Simon Chapman, Director of Public and Parliamentary Engagement, at the National Council for Palliative Care added:
"It’s encouraging that a growing number of Health and Wellbeing Boards have given consideration in their strategies to the needs of dying people, but this needs to be repeated across the country as far too many haven’t. Health and Wellbeing Boards have a key role in shaping the services available to people at the end of their life. "This report must be a wakeup call to those Boards who have failed to recognise that understanding and meeting the needs of the people who are dying in their community, and their carers, must be part of their core business."
Notes to Editor
- According to the report by Help the Hospices the following HWBs do not reference people approaching the end of life or their care needs in their strategies: Brent, Buckinghamshire, Camden, City of London, Cornwall, Darlington, Dudley, Enfield, Gloucestershire, Hackney, Halton, Hammersmith and Fulham, Isles of Scilly, Kensington and Chelsea, Kirklees, Lambeth, Lewisham, Liverpool, Middlesbrough, Newcastle, North East Lincolnshire, North Lincolnshire, Oxfordshire, Peterborough, Reading, Redcar and Cleveland, Rochdale, Rotherham, North Somerset, Sheffield, Slough, Sutton, Telford and Wrekin, Wandsworth, West Lindsey, West Sussex.
- Help the Hospices conducted its research in August 2014. A copy of the full report is available on our website. The report’s findings are based on methodology used by the National Council for Palliative Care (NCPC) in its report published in 2012. http://bit.ly/WS9GPE
- NCPC offers resources to support HWBs on service strategy for end of life care, including information and training, much of which is either free or low-cost.

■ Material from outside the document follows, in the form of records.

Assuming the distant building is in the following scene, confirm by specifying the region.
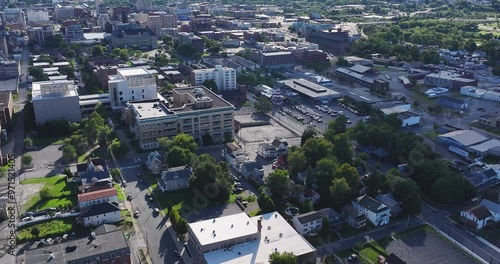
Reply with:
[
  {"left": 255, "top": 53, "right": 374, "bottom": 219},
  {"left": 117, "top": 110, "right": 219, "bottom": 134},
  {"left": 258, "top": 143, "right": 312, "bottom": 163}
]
[
  {"left": 191, "top": 65, "right": 236, "bottom": 94},
  {"left": 108, "top": 67, "right": 158, "bottom": 110},
  {"left": 124, "top": 87, "right": 234, "bottom": 149},
  {"left": 158, "top": 165, "right": 193, "bottom": 192},
  {"left": 111, "top": 28, "right": 158, "bottom": 50},
  {"left": 24, "top": 229, "right": 132, "bottom": 264},
  {"left": 32, "top": 80, "right": 82, "bottom": 124}
]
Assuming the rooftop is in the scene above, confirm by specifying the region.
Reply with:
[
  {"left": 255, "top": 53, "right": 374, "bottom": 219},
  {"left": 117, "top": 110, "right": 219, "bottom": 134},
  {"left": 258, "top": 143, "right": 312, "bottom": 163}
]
[
  {"left": 25, "top": 230, "right": 130, "bottom": 264},
  {"left": 280, "top": 78, "right": 340, "bottom": 98},
  {"left": 204, "top": 212, "right": 315, "bottom": 264}
]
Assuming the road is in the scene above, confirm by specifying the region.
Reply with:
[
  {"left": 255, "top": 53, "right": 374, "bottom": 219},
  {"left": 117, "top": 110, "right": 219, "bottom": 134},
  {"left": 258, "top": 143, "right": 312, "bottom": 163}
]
[{"left": 420, "top": 203, "right": 500, "bottom": 263}]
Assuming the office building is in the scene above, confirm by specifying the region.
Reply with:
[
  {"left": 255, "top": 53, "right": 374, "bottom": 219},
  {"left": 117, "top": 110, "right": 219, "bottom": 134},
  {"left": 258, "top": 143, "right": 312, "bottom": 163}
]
[
  {"left": 124, "top": 86, "right": 234, "bottom": 149},
  {"left": 24, "top": 229, "right": 132, "bottom": 264},
  {"left": 111, "top": 28, "right": 158, "bottom": 50},
  {"left": 177, "top": 32, "right": 205, "bottom": 53},
  {"left": 108, "top": 67, "right": 158, "bottom": 109},
  {"left": 189, "top": 212, "right": 316, "bottom": 264},
  {"left": 32, "top": 80, "right": 82, "bottom": 124},
  {"left": 191, "top": 65, "right": 236, "bottom": 93}
]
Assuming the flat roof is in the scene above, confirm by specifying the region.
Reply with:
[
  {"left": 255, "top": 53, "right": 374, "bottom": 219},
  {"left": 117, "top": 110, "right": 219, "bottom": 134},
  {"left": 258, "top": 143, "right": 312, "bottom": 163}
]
[
  {"left": 189, "top": 212, "right": 257, "bottom": 246},
  {"left": 203, "top": 212, "right": 316, "bottom": 264},
  {"left": 279, "top": 78, "right": 341, "bottom": 98},
  {"left": 24, "top": 230, "right": 130, "bottom": 264}
]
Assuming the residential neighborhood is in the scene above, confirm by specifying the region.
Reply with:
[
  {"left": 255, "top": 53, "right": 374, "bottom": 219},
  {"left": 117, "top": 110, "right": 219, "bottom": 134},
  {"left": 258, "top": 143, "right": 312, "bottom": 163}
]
[{"left": 0, "top": 0, "right": 500, "bottom": 264}]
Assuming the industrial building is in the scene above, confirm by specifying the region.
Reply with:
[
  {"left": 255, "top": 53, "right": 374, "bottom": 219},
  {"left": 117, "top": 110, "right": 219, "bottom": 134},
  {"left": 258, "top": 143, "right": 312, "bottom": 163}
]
[
  {"left": 32, "top": 80, "right": 82, "bottom": 124},
  {"left": 276, "top": 78, "right": 342, "bottom": 101}
]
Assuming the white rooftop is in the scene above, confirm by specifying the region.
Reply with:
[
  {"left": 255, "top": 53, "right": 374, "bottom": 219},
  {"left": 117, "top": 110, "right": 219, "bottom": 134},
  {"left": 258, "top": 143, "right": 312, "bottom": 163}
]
[
  {"left": 204, "top": 212, "right": 315, "bottom": 264},
  {"left": 189, "top": 213, "right": 257, "bottom": 246}
]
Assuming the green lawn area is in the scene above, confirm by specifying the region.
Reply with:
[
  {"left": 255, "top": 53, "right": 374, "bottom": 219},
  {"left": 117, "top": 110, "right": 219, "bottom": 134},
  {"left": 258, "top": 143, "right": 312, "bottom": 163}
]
[
  {"left": 21, "top": 176, "right": 78, "bottom": 211},
  {"left": 17, "top": 218, "right": 76, "bottom": 243},
  {"left": 114, "top": 183, "right": 125, "bottom": 202}
]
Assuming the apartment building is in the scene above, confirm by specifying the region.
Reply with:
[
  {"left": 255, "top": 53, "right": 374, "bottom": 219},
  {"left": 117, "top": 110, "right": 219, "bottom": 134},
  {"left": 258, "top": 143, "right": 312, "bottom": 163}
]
[
  {"left": 123, "top": 86, "right": 234, "bottom": 149},
  {"left": 191, "top": 65, "right": 236, "bottom": 93},
  {"left": 108, "top": 67, "right": 158, "bottom": 110}
]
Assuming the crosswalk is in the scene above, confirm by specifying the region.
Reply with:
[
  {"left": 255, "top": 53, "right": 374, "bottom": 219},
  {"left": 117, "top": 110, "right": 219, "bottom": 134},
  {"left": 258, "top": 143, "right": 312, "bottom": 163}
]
[{"left": 120, "top": 165, "right": 139, "bottom": 170}]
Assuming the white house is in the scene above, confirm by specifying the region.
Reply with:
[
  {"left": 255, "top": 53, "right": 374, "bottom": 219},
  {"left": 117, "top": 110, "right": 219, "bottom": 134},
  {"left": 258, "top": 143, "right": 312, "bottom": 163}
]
[
  {"left": 479, "top": 199, "right": 500, "bottom": 222},
  {"left": 146, "top": 151, "right": 167, "bottom": 174},
  {"left": 292, "top": 211, "right": 323, "bottom": 236},
  {"left": 222, "top": 142, "right": 245, "bottom": 170},
  {"left": 352, "top": 195, "right": 391, "bottom": 226},
  {"left": 158, "top": 165, "right": 193, "bottom": 192},
  {"left": 240, "top": 161, "right": 264, "bottom": 183},
  {"left": 460, "top": 205, "right": 495, "bottom": 230},
  {"left": 78, "top": 187, "right": 118, "bottom": 208},
  {"left": 78, "top": 202, "right": 122, "bottom": 226}
]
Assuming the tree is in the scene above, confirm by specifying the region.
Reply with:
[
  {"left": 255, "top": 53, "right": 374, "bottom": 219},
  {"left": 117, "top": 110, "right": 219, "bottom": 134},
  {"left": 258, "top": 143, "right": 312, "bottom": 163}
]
[
  {"left": 332, "top": 133, "right": 352, "bottom": 164},
  {"left": 333, "top": 163, "right": 358, "bottom": 191},
  {"left": 24, "top": 137, "right": 33, "bottom": 148},
  {"left": 254, "top": 97, "right": 273, "bottom": 114},
  {"left": 21, "top": 154, "right": 33, "bottom": 166},
  {"left": 330, "top": 178, "right": 352, "bottom": 210},
  {"left": 257, "top": 192, "right": 276, "bottom": 214},
  {"left": 203, "top": 79, "right": 219, "bottom": 94},
  {"left": 167, "top": 146, "right": 191, "bottom": 167},
  {"left": 300, "top": 128, "right": 316, "bottom": 147},
  {"left": 92, "top": 45, "right": 104, "bottom": 57},
  {"left": 269, "top": 251, "right": 299, "bottom": 264},
  {"left": 302, "top": 138, "right": 332, "bottom": 167},
  {"left": 63, "top": 145, "right": 78, "bottom": 163},
  {"left": 288, "top": 148, "right": 307, "bottom": 179},
  {"left": 267, "top": 170, "right": 290, "bottom": 197}
]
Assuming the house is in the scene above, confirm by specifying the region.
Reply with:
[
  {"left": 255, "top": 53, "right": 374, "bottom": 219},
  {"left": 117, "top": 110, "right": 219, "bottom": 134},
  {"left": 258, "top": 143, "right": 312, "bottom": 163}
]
[
  {"left": 299, "top": 188, "right": 320, "bottom": 204},
  {"left": 257, "top": 143, "right": 278, "bottom": 159},
  {"left": 146, "top": 151, "right": 168, "bottom": 174},
  {"left": 76, "top": 158, "right": 111, "bottom": 185},
  {"left": 319, "top": 208, "right": 344, "bottom": 229},
  {"left": 158, "top": 165, "right": 193, "bottom": 192},
  {"left": 240, "top": 161, "right": 264, "bottom": 183},
  {"left": 78, "top": 187, "right": 118, "bottom": 208},
  {"left": 341, "top": 204, "right": 366, "bottom": 229},
  {"left": 271, "top": 139, "right": 288, "bottom": 155},
  {"left": 479, "top": 199, "right": 500, "bottom": 222},
  {"left": 351, "top": 195, "right": 391, "bottom": 226},
  {"left": 460, "top": 205, "right": 495, "bottom": 230},
  {"left": 375, "top": 193, "right": 402, "bottom": 215},
  {"left": 222, "top": 142, "right": 245, "bottom": 170},
  {"left": 78, "top": 202, "right": 122, "bottom": 227},
  {"left": 292, "top": 211, "right": 323, "bottom": 236}
]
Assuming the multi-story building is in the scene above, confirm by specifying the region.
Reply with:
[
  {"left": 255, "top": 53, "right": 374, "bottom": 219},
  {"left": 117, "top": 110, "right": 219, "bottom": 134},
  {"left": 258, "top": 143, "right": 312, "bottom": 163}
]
[
  {"left": 191, "top": 65, "right": 236, "bottom": 93},
  {"left": 188, "top": 212, "right": 316, "bottom": 264},
  {"left": 54, "top": 4, "right": 75, "bottom": 20},
  {"left": 28, "top": 25, "right": 54, "bottom": 45},
  {"left": 108, "top": 67, "right": 158, "bottom": 110},
  {"left": 26, "top": 8, "right": 49, "bottom": 23},
  {"left": 65, "top": 24, "right": 85, "bottom": 41},
  {"left": 177, "top": 32, "right": 205, "bottom": 53},
  {"left": 2, "top": 8, "right": 26, "bottom": 26},
  {"left": 0, "top": 59, "right": 19, "bottom": 79},
  {"left": 111, "top": 28, "right": 158, "bottom": 50},
  {"left": 32, "top": 80, "right": 82, "bottom": 124},
  {"left": 124, "top": 86, "right": 234, "bottom": 149}
]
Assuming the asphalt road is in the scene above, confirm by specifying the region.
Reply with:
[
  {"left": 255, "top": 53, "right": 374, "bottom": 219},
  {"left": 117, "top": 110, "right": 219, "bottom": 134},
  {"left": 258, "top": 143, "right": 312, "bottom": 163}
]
[{"left": 420, "top": 203, "right": 500, "bottom": 263}]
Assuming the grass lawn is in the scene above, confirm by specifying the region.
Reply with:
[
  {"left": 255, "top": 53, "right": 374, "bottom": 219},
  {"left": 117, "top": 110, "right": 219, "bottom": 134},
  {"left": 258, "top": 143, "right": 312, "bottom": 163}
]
[
  {"left": 21, "top": 176, "right": 78, "bottom": 211},
  {"left": 114, "top": 183, "right": 125, "bottom": 202},
  {"left": 17, "top": 218, "right": 76, "bottom": 243}
]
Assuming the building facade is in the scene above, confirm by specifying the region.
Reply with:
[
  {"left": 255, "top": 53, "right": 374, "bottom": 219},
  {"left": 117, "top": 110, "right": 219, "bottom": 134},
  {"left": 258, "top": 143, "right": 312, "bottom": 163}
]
[
  {"left": 191, "top": 65, "right": 236, "bottom": 93},
  {"left": 124, "top": 87, "right": 234, "bottom": 149},
  {"left": 108, "top": 67, "right": 158, "bottom": 110}
]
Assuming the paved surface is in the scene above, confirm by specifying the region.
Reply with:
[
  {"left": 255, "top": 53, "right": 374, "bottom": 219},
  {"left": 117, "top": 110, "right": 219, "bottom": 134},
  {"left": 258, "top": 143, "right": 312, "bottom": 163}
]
[{"left": 386, "top": 230, "right": 474, "bottom": 264}]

- Health and Wellbeing Boards were established under the Health and Social Care Act 2012. They are aimed at encouraging health and social care leaders to work together to improve the health and wellbeing of their local communities, to integrate services better and match them more closely to the needs of local people, as well as helping to reduce health inequalities.
- HWBs include representatives from Clinical Commissioning groups (CCGs), the local council and local Healthwatch group. They produce Joint Health and Wellbeing Strategies (JHWSs) which form the basis of commissioning plans for health and social care in each local area.
- The number of people aged 85 and over in the UK is expected to double in the next 20 years. The number of deaths in the UK is expected to rise by 17 per cent by 2030.
- Help the Hospices is the national charity for hospice care which supports and champions the work of 223 hospices across the country.
- Get all the latest news from the hospice and palliative care sector, as well as patient stories, on ehospice UK at: www.ehospice.com/uk This service is managed by Help the Hospices. You can also follow all the latest news on Twitter at @ehospicenews
- The National Council for Palliative Care is the umbrella charity for all those involved in palliative, end of life and hospice care in England, Wales and Northern Ireland. It also leads the Dying Matters Coalition (www.dyingmatters.org) which aims to help transform public attitudes towards dying, death and bereavement in England and Wales.